I find this a lot in my life, and watching the lives of others: time and again, it is the person who is unable to let go who blames the other for holding on. The other is not necessarily holding on; the one who harbours resentment necessarily is. In most people this is an expression of their lack of self-awareness. They are not, after all, Jedi. I do not expect the same standard of character from someone who has not sworn to our path, and that I suppose is the burden of the Jedi: to see the best in others, even as they perceive the worst in you (the worst they can imagine, not even the worst they actually find).
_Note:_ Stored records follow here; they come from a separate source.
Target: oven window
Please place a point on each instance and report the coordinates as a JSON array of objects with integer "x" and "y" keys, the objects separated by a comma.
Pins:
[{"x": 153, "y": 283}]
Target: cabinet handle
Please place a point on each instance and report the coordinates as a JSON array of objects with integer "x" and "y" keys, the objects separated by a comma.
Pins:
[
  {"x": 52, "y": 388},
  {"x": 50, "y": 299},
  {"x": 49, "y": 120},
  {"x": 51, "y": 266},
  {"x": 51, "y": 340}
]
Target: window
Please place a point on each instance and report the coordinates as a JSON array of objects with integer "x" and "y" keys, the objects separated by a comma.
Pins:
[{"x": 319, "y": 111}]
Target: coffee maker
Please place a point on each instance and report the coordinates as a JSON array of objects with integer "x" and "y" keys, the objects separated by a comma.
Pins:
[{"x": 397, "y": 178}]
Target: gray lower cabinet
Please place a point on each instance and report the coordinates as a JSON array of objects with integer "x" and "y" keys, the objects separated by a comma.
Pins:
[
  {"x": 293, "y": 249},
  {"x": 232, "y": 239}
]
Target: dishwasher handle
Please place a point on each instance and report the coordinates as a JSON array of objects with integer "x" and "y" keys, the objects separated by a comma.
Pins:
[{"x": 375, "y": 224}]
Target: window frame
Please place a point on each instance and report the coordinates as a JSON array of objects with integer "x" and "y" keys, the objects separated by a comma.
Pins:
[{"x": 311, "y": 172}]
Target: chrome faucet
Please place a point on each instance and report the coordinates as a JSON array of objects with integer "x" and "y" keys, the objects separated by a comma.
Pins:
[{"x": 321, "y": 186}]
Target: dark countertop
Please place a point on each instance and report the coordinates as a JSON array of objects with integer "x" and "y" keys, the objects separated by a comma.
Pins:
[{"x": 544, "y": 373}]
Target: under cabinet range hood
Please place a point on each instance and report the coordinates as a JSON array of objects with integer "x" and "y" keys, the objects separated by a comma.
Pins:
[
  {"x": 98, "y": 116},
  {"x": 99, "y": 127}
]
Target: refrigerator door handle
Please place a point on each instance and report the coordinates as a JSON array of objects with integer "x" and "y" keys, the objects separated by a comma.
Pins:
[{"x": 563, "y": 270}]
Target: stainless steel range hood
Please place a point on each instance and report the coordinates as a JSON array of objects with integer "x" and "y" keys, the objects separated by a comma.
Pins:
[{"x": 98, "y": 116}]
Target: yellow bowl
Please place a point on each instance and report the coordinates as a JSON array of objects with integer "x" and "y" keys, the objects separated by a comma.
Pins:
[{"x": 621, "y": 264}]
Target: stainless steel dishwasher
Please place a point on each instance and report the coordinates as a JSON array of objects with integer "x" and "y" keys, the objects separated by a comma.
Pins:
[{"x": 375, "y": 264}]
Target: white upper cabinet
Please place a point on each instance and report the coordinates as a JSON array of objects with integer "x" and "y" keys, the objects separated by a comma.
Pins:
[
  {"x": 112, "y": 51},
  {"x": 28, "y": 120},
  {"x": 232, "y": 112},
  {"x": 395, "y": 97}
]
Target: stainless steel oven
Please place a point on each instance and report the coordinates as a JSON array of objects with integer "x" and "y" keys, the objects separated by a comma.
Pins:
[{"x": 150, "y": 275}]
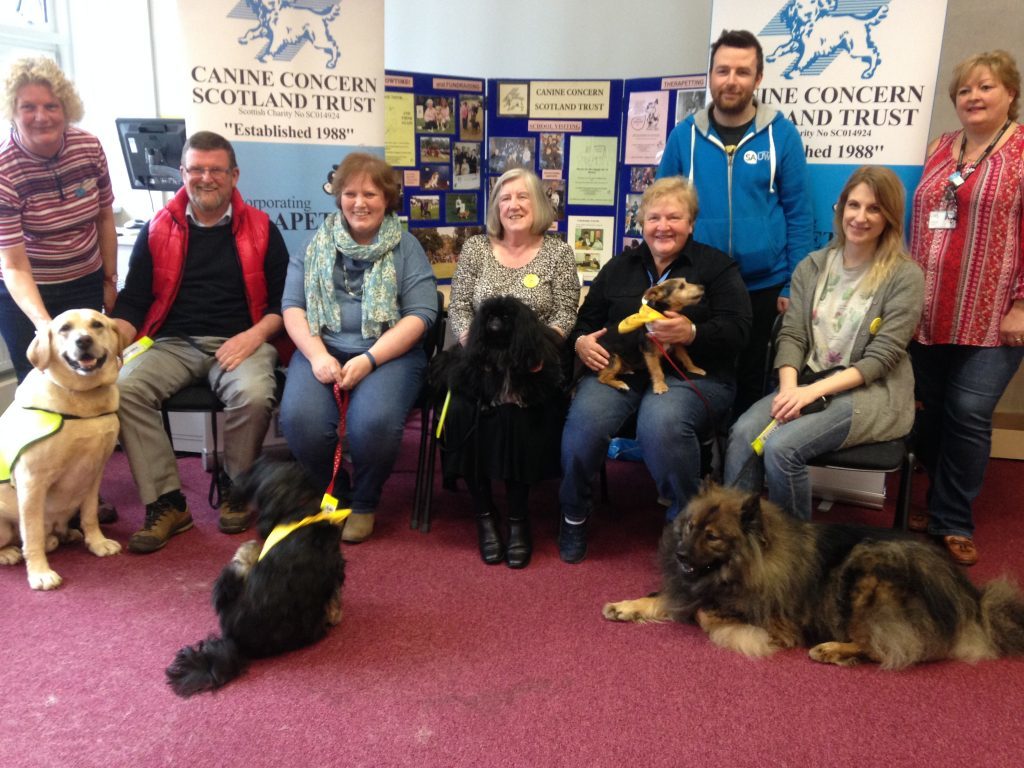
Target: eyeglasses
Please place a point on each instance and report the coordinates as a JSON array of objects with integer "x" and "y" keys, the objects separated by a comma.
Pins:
[{"x": 215, "y": 173}]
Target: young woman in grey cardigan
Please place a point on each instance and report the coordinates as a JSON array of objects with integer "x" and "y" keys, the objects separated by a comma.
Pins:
[{"x": 845, "y": 378}]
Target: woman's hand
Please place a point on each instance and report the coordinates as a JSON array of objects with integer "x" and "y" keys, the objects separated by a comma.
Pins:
[
  {"x": 1012, "y": 326},
  {"x": 354, "y": 371},
  {"x": 326, "y": 368},
  {"x": 676, "y": 329},
  {"x": 110, "y": 296},
  {"x": 590, "y": 352},
  {"x": 788, "y": 402}
]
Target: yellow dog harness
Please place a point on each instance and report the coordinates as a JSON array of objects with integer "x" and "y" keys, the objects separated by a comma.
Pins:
[{"x": 280, "y": 531}]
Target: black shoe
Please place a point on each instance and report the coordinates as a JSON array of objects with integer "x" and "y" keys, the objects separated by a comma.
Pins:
[
  {"x": 571, "y": 542},
  {"x": 520, "y": 547},
  {"x": 492, "y": 551}
]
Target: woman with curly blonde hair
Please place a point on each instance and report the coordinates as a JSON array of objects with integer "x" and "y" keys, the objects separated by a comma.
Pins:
[{"x": 57, "y": 243}]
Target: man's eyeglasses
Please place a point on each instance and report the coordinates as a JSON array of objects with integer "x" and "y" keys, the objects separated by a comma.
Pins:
[{"x": 215, "y": 173}]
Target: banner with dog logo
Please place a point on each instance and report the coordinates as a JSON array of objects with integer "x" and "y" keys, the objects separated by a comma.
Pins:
[
  {"x": 856, "y": 77},
  {"x": 294, "y": 86}
]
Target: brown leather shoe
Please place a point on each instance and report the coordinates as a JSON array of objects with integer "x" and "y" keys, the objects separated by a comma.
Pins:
[
  {"x": 918, "y": 520},
  {"x": 962, "y": 549}
]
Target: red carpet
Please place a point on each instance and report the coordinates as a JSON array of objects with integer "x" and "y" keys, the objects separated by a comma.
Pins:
[{"x": 443, "y": 662}]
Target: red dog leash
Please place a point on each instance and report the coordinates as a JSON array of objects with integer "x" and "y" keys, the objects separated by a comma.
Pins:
[
  {"x": 330, "y": 503},
  {"x": 665, "y": 353}
]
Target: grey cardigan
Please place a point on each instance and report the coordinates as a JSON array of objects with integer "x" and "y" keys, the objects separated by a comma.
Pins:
[{"x": 883, "y": 407}]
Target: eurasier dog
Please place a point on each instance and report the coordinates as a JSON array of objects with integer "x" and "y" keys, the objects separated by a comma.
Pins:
[
  {"x": 758, "y": 580},
  {"x": 510, "y": 356},
  {"x": 627, "y": 350},
  {"x": 56, "y": 438},
  {"x": 270, "y": 604}
]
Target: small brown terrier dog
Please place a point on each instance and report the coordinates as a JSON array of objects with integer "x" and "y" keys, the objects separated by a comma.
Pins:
[{"x": 627, "y": 349}]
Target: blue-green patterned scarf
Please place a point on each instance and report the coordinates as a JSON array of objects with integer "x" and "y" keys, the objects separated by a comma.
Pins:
[{"x": 380, "y": 283}]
Did I say “burden”? This is another resentful statement, and it does not reflect my true feelings here! That’s another problem, language is subjective, personal. The person who resents will read the statement “I hope you’re happy!” as sarcasm, whereas the (comparatively) objective observer would find only a positive affirmation of another’s emotional well-being. The “burden” in this case is being free from the resentful illusions which cloud and obscure the reality of our situations. To lose one’s resentment at the expense of having to be around resentful people can certainly be painful, but it is authentic. It allows one to see things for what they are, including the way others “use” us in their resentful attitudes. We become the figures of blame for the deficiencies in others, in other words.

There’s a piece of advice for those with anxiety, which goes something like “Don’t worry what people are thinking about you – chances are, they aren’t”. Resentment speaks to a degree of selfishness or perhaps narcissism Jedi are wise to avoid. The idea things are done “to spite you” implies a kind of egocentric view that the behaviour of others revolves around you, when in reality the behaviour of others often revolves around them, or their loved ones, or those they seek to support. As such, it’s important to work from a position of genuine humility, in understanding that our ego and the go of others are but two aspects of the overarching unity.

What is more Jedi than accepting that the Other is the same as ourselves. Does the left hand resent the right? I don’t feel that makes any sense. Even if it’s hard, even if it doesn’t come easily, it is our place to drive down to the understanding that resentment is illusion; it gets us nowhere. It leads down a blind alley.

“For it is in giving that we receive;
It is in pardoning that we are pardoned.”